フランスはボッタの次にヴィクトル・プラースを派遣し、イギリスはレヤードの次にローリンソンがその仕事を引継ぎ、すべてに強引なラッサムが各地を掘りまくった。当時の発掘は考古学上の調査というよりも、博物館のためによい戦利品を手に入れることが第1の目標であった。とりわけラッサムによる乱掘は目にあまるものがあった。学術的な発掘が始まるのは次の時代になってからである。
メソポタミアにおける各地の発掘には、次にドイツとアメリカが加わり、2度の世界大戦によってしばらく中断されはしたが、現在に引継がれて行われている。それらの詳細はアンドレ・パロその他の人たちによる著作に見ることができる。
レヤードやラッサムが掘り出したアッシリアの発掘品の多くは大英博物館へ運びこまれた。だが例の粘土板の言葉が読み解かれ、その内容が世に知られるまでにはさらに10年、20年の歳月が必要であった。そのころ大英博物館ジョージ・スミスが、運び込まれた遺物の修理員として働いていた。彼は若い時から奇妙な楔形の文字に魅せられ、ここで働くうちにかなり読みこなすようになっていた。1872年に、かのラッサムがニネヴェの宮殿址で発掘した粘土板の断片を調べているうちに、彼は意外な発見をした。その時のようすを彼の言葉で知ることができる。
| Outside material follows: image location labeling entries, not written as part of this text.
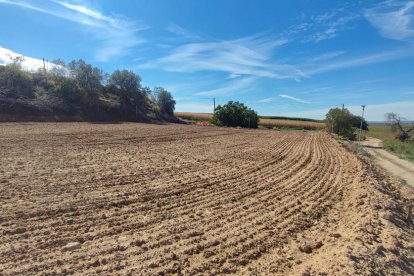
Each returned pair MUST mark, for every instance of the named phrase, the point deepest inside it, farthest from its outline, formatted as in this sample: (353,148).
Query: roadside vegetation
(345,124)
(80,91)
(391,135)
(235,114)
(270,122)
「これらの断片の着実な捜査を始めると間もなく私は半分になった妙な書版を見出したが、それは当初は明らかに6つの欄をもっていたものであった。その第3欄を見ていると、私の眼は、船がニシルの山に停まったという記述に捕えられた。それには、鳩をはなしたこと、それが立ち止まるところもないのでもどって来たという話がつづいていた。私はすぐさま、ここに<大洪水>のカルデア板の少なくとも一部分を発見したことを見てとった」
これこそのちに『ギルガメシュ叙事詩』の第11の書板とされ、『叙事詩』の中の最大のエピソードとして注目をあびた書板の発見であった。